Cut lock-screen notifications out of your life


    If you’re moderately tech savvy you can easily get around advertising. On the web you can install an ad blocker to your browser, and television is so much cleaner on ad-free Netflix.

    Over the christmas holidays, bored, and playing around with my phone’s settings I went through and killed lock screen notifications in basically every app except for Whatsapp, and my life is so much better for it. Lock-screen notifications are this generation’s new type of ad that disguises itself as as a service, but like any advertisement it’s designed to distract you to from whatever it was you were trying to do.

    I was reminded of this today by this great The Onion headline: New Facebook Notifications Alert Users When They Not Currently Looking At Facebook

    Take a look at your phone right now – you’ve probably got a notification from Facebook that your mom updated her status (thank goodness you made her one of your “close friends”), Shazam is letting you know about the most popular single in the UK, your newsreader is alerting you to some ‘breaking’ headline, and that free-to-play game you downloaded is dying to let you know your energy levels are full.

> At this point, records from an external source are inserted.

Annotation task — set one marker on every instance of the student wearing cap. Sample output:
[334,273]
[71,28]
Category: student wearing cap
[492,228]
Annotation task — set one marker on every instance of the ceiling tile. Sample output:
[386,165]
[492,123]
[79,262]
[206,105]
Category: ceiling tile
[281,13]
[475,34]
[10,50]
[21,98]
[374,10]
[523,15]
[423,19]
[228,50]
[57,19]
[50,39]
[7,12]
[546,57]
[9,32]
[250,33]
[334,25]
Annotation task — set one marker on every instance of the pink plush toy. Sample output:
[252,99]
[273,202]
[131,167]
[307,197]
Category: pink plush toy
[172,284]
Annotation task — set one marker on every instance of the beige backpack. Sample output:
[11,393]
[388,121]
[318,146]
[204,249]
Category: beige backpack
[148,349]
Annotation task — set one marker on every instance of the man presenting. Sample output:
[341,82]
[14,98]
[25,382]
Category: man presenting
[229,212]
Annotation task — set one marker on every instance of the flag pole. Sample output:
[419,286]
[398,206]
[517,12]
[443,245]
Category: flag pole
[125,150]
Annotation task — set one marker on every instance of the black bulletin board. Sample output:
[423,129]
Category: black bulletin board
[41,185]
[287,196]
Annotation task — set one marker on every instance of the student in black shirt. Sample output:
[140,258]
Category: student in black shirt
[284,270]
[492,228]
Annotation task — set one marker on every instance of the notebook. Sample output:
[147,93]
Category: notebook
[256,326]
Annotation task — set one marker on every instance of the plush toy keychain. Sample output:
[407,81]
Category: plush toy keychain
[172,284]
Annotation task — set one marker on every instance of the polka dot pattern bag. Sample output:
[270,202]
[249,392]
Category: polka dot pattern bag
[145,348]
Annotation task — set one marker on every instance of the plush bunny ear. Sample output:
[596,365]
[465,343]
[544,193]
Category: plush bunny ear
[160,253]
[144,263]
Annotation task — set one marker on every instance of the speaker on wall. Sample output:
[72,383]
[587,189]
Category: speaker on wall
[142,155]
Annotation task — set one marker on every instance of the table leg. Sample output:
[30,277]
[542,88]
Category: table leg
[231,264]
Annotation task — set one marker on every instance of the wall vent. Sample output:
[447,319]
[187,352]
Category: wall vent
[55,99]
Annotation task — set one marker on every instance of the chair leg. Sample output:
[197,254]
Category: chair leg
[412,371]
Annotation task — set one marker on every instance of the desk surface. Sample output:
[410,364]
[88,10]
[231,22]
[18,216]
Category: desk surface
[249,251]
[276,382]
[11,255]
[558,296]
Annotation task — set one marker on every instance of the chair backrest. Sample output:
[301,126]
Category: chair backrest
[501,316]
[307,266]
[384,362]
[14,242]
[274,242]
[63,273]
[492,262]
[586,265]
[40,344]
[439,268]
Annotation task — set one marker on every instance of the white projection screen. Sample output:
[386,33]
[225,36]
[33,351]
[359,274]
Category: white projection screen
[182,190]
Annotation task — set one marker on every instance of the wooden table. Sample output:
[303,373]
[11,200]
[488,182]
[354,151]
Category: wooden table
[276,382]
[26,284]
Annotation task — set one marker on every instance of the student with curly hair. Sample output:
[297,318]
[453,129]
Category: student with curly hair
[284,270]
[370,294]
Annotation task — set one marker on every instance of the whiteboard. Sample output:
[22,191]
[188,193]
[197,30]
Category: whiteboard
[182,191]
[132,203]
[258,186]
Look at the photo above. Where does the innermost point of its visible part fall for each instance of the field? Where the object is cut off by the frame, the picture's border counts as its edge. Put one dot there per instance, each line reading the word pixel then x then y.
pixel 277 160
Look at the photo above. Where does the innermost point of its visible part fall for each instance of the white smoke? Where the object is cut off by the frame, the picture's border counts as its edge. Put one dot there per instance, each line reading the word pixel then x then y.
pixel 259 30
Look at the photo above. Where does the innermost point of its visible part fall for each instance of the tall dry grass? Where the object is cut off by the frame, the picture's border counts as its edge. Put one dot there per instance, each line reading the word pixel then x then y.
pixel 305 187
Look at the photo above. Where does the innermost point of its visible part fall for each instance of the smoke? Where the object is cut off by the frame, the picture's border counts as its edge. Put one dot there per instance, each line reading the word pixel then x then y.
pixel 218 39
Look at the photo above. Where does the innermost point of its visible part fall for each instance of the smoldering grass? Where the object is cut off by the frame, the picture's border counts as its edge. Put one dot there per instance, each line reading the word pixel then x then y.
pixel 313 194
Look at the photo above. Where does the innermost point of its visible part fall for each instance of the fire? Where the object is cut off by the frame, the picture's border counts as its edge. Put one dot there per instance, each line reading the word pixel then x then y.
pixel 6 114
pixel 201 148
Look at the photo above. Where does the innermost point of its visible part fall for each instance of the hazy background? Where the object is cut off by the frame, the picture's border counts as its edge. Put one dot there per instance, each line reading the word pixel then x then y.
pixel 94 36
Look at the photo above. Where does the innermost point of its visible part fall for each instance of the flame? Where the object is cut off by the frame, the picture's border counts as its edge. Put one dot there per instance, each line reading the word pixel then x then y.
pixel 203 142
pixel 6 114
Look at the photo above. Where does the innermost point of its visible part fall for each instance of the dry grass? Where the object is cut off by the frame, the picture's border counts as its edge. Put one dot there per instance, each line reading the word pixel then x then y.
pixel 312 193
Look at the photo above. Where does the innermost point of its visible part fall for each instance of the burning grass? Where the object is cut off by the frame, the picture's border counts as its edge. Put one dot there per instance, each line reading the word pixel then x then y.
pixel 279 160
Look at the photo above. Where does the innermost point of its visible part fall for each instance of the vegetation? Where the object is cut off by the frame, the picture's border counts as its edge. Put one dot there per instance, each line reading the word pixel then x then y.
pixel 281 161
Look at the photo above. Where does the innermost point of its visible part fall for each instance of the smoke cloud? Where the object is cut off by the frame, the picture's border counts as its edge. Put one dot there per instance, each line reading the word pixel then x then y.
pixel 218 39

    I don’t really have anything against Facebook or free games or the news, but if they have any updates they can let me know when I’m looking at their icons on the home screen. When a clickbaity “popular status” Facebook notification turns into red number on the Facebook app icon, you see it rightfully as something not worth your time. Turning them off, or not allowing them in the first place takes two seconds and saves you from the rabbit hole of looking at your phone to do one task, but ending up doing another.

    Gaming your lock screen
    When talking about the rise of free-to-play gaming it’s easy to talk about how the competitive app store pushed prices down to zero, or how in-app purchases provide the financial mechanism to support F2P games. But could you imagine the industry really taking off if they weren’t able to buzz your pocket every 20 minutes to let you know your base was attacked, or that you’ve finally gotten enough fake energy to play Candy Crush again?

    Personally I’m tired of these notifications, but only because they’re effective. Entrepreneurs looking to build traction for their apps would do well to study how the best are playing the notification game. They’re similar to writing headlines for articles – without the right punch to them, no one will open them.